Meadows thinks he has the perfect solution: Attach any compromise to the legislation helping Puerto Rico restructure its debt. “As a member from North Carolina, if I did not act on Puerto Rico I would probably get points instead of demerits,” he says. “But it seems to be a priority for the administration and even some in a bipartisan way here on Capitol Hill.” If for some reason the bill comes up without the agreed upon compromise proposal, members could refuse to support it without too much blowback. “That way you’re not shutting down FAA. Not doing away with food stamps. It becomes an issue that you can walk away from if it doesn’t pass.”
For its part, the speaker’s office insists that productive negotiations are ongoing. Ryan’s press secretary AshLee Strong tells me, “Members had a good budget conference before the recess—taking in ideas from many members, including those in the Freedom Caucus—and we plan to resume that conversation this week.”

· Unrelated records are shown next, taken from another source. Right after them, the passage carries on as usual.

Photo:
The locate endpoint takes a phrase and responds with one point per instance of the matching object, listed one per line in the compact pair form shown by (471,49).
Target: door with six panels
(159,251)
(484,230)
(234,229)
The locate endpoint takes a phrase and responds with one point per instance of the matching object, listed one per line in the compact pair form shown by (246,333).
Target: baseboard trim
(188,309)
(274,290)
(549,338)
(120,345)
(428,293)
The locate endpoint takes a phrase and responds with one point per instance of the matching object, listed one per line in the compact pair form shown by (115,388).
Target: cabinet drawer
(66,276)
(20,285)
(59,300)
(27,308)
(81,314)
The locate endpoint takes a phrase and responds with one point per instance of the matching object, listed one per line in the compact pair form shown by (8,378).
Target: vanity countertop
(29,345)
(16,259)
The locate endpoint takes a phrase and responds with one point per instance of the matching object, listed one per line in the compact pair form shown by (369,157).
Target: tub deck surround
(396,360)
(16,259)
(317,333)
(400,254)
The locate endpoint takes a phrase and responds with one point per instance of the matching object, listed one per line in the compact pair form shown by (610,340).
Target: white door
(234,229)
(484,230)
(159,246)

But Freedom Caucusers are not optimistic about the situation turning out well, especially after Majority Leader Kevin McCarthy indicated that there would not be a budget vote this week. After May 15, the House is free to start moving funding bills without a budget resolution, and pretty much everyone assumes they will begin moving at the 10-70 level. Eventually, predicts Garrett, appropriations will grind to a halt altogether, and Congress will have to deal yet again with a continuing resolution in September. The whole process will, as usual, wind up being a colossal mess—one for which Freedom Caucus members are well aware that they will likely be blamed.
For the most part, they are okay with that. But they want everyone to understand that they did not just sit around obstructing leadership’s efforts to make something happen. They tried to play nicely. They really did. “But there are only so many proposals you can make and get ‘no’s to,” says Meadows. “Ultimately, you’ve got to stand your ground.”